Errante
La metáfora wagneriana del mar es la encarnación de la fragilidad humana
En exhibición actualmente en el Teatro Real de Madrid, con una versión impecable en todos los sentidos, El holandés errante, la primera ópera genuina de Richard Wagner (1813-1883), estrenada en Dresde a comienzos de 1843, es uno de los hondos gritos artísticos donde se escenifica la segura caída e hipotética redención del hombre contemporáneo. En Mi vida, una autobiografía dictada por Wagner a salto de mata, el genial artista romántico evocaba los avatares de una accidentada travesía en un pequeño velero, el Thetis,desde Prusia a Londres, como primer angustioso atisbo o cebo musical de lo que sería esta ópera, cuando la embarcación en peligro se refugió en un fiordo noruego y el eco de las cadenciosas voces de la marinería al rebotar sobre los ingentes acantilados del estrecho lugar le produjeron una hedonista relajación. Es importante esta anecdótica remembranza porque emplaza la inspiración en una vivencia sublime del indómito mar, cuya imprevisible furia maremótica puede destrozar todavía hoy todas nuestras inexpugnables barreras construidas al efecto.
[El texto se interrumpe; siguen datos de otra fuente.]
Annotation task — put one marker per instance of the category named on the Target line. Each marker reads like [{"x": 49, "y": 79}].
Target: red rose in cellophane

Ciertamente, las fuerzas ctónicas y acuáticas del planeta que habitamos nos siguen desafiando, entre otras incontables amenazas latentes de nuestro ecosistema, pero el oceánico mar conjurado por Wagner es de una minúscula ridiculez comparado con el que afronta la actual cosmonáutica de errancia infinita entre las estrellas. En este sentido, la metáfora wagneriana del mar es la encarnación de nuestra fragilidad frente al aplastante poder monstruoso de lo que hay desconocido dentro y fuera de nosotros, el cual crece exponencialmente a cada pequeño descubrimiento humano.
En 1819, el pintor francés Théodore Géricault terminó La balsa de la medusa, en la que se apiñaban los supervivientes del naufragio de la fragata colonizadora; en 1823-1824, el pintor alemán Caspar David Friedrich hizo lo propio con el más fantasmalmente desolado El naufragio del Esperanza, atrapado entre los hielos, y, en 1842, el pintor británico William Turner ejecutó el patéticamente casi abstracto Tormenta de nieve en alta mar. Otros tres sendos gritos de los errores de la humana errancia en pos de la muerte.
Lo maravilloso de El holandés errante de Wagner es la hilazón melodiosa ininterrumpida de esta divagación del hombre reinventándose de continuo. (¡Qué acierto —dicho sea de paso—, el de los responsables de esta coproducción, el haberla resuelto en un solo acto!).
Pero es aún más fascinante el planteamiento de su redención: que es el de abandonarse al fluir erótico en el océano de su inmarcesible cosmos hogareño, librándose así del marco o cáscara diminutos de su acotada identidad comercial. Porque, como lo apuntara Miguel Hernández, en unos famosos versos: “Fatiga tanto... vivir en la ciudad de un puerto / si el corazón de barcos no se llena”.